Two people start at the same point One walks east at 2mph and the other walks southwest at 3mph. How fast is the distance between them changing after 30 minutes?

At a time of t hrs,

let the distance travelled by the eastbound person be 2t miles
and the distance of the other person be 3t miles
let the distance between them be d miles, and of course the angle between them is 135°
d^2 = (2t)^2 + (3t)^2 - 2(2t)(3t)cos135°
= 13t^2 - 12t^2(-√2/2)
= 13t^2 + 6√2 t^2

2d dd/dt = 26t + 12√2 t
dd/dt = (13t + 6√2 t)/d

plug in t = 1/2 or .5 into d^2 = ... to find d, then sub into dd/dt

I will let you do all that button-pushing

To find the rate at which the distance between the two people is changing, we can use the concept of relative motion.

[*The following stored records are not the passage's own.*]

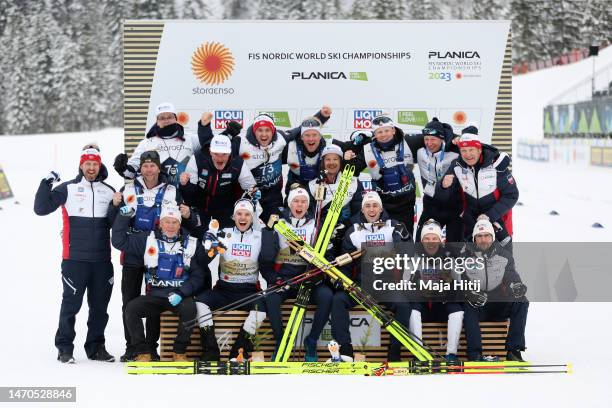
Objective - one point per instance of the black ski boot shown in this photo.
(242, 346)
(210, 347)
(514, 355)
(65, 358)
(347, 350)
(102, 355)
(128, 356)
(395, 352)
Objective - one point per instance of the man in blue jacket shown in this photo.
(482, 179)
(86, 255)
(174, 274)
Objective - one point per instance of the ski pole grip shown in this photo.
(343, 259)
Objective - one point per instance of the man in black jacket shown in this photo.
(482, 179)
(501, 294)
(213, 181)
(86, 256)
(174, 274)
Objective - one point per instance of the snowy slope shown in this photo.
(556, 332)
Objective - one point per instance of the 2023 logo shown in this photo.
(445, 76)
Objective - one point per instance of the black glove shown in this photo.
(476, 299)
(518, 289)
(337, 285)
(232, 128)
(53, 177)
(401, 230)
(120, 164)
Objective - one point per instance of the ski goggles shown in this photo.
(382, 121)
(310, 124)
(149, 155)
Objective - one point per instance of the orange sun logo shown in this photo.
(212, 63)
(182, 118)
(459, 117)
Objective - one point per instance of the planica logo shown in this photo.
(318, 75)
(453, 54)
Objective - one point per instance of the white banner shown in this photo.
(412, 70)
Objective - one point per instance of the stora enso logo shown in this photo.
(212, 63)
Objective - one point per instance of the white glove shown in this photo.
(52, 177)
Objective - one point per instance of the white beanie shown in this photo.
(296, 192)
(244, 204)
(371, 196)
(483, 226)
(332, 149)
(171, 211)
(431, 227)
(164, 107)
(220, 144)
(381, 122)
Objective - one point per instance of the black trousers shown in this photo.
(451, 219)
(97, 279)
(515, 311)
(131, 288)
(149, 306)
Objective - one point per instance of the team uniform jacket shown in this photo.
(85, 222)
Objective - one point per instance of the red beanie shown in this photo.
(264, 121)
(90, 153)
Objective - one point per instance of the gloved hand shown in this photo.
(518, 289)
(126, 211)
(337, 285)
(359, 137)
(52, 177)
(120, 163)
(232, 128)
(476, 299)
(174, 298)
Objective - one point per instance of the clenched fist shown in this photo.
(206, 118)
(117, 198)
(326, 111)
(447, 181)
(184, 178)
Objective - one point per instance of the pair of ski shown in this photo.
(324, 236)
(315, 256)
(345, 368)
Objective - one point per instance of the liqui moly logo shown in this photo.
(362, 118)
(222, 117)
(241, 250)
(300, 232)
(375, 240)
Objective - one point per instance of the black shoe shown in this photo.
(127, 356)
(210, 347)
(347, 350)
(65, 358)
(514, 355)
(102, 355)
(394, 353)
(242, 346)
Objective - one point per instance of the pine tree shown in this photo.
(238, 9)
(363, 10)
(194, 9)
(486, 10)
(528, 31)
(272, 10)
(424, 10)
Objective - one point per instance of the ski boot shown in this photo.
(210, 347)
(310, 350)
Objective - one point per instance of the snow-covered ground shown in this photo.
(556, 332)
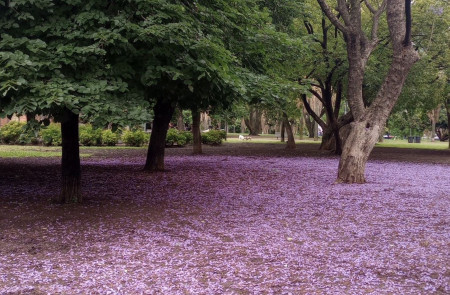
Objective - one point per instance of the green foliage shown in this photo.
(176, 137)
(135, 138)
(29, 136)
(212, 137)
(11, 132)
(109, 138)
(90, 136)
(51, 135)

Let's set up a coordinate system, where the starting point is the origin (0,0). The person walking east can be represented by the equation x = 2t, where x is the distance traveled by the person in the east direction, and t is the time in hours. Since they walk at a rate of 2 mph, their speed is constant.

The person walking southwest can be represented by the equation x = -3t, y = -3t, where x and y are the distances traveled by the person in the southwest direction. Again, the speed is constant at 3 mph.

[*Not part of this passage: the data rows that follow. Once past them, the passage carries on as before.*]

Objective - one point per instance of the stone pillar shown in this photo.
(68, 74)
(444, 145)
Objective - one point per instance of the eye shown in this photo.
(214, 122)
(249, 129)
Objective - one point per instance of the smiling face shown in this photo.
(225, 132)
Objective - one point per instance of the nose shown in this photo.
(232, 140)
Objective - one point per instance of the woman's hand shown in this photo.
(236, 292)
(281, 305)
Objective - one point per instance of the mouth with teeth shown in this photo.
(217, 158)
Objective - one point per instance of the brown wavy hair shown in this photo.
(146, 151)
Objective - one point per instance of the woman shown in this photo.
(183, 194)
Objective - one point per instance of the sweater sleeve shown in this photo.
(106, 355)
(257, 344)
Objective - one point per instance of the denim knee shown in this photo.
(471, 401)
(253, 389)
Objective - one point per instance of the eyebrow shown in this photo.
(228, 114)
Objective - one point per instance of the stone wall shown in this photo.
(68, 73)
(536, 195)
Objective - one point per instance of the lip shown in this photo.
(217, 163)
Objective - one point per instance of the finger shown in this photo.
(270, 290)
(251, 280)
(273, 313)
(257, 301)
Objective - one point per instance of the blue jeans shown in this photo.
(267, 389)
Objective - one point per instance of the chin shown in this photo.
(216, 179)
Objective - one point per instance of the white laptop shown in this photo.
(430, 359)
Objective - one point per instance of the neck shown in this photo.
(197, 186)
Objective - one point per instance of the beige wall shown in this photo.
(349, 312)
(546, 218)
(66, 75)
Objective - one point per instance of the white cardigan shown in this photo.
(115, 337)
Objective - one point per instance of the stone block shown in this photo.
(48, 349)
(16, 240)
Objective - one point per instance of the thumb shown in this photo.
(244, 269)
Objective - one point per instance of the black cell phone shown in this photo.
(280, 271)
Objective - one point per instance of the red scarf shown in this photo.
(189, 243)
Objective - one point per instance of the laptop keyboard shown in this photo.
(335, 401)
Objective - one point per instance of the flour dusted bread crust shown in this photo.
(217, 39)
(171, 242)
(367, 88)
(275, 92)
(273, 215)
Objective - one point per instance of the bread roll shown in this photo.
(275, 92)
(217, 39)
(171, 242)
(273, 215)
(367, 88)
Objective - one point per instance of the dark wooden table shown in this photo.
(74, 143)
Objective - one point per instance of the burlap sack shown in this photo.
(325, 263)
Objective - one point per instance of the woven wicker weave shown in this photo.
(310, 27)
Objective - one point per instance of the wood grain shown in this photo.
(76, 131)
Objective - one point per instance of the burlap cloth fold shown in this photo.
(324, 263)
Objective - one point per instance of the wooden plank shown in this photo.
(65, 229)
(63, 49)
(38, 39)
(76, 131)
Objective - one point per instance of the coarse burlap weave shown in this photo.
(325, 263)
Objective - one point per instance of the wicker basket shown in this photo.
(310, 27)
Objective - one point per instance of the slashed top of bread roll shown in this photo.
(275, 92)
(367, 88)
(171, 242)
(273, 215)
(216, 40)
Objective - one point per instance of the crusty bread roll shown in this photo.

To find the distance between them at any given time, we can use the distance formula:

distance = √((x2 - x1)^2 + (y2 - y1)^2)

Plugging in the values, we get:

distance = √((2t - (-3t))^2 + (0 - (-3t))^2)
= √((5t)^2 + (3t)^2)
= √(25t^2 + 9t^2)
= √(34t^2)
= √34t

Now, we can find how the distance is changing over time by taking the derivative of the distance formula with respect to time:

d(distance)/dt = d(√34t)/dt
= (1/2√34) * d(34t)/dt
= (1/2√34) * 34
= 17/√34

Therefore, the rate at which the distance between them is changing after 30 minutes (t = 0.5 hours) is:

d(distance)/dt = 17/√34 ≈ 2.93 mph

Hence, the distance between them is changing at a rate of approximately 2.93 mph after 30 minutes.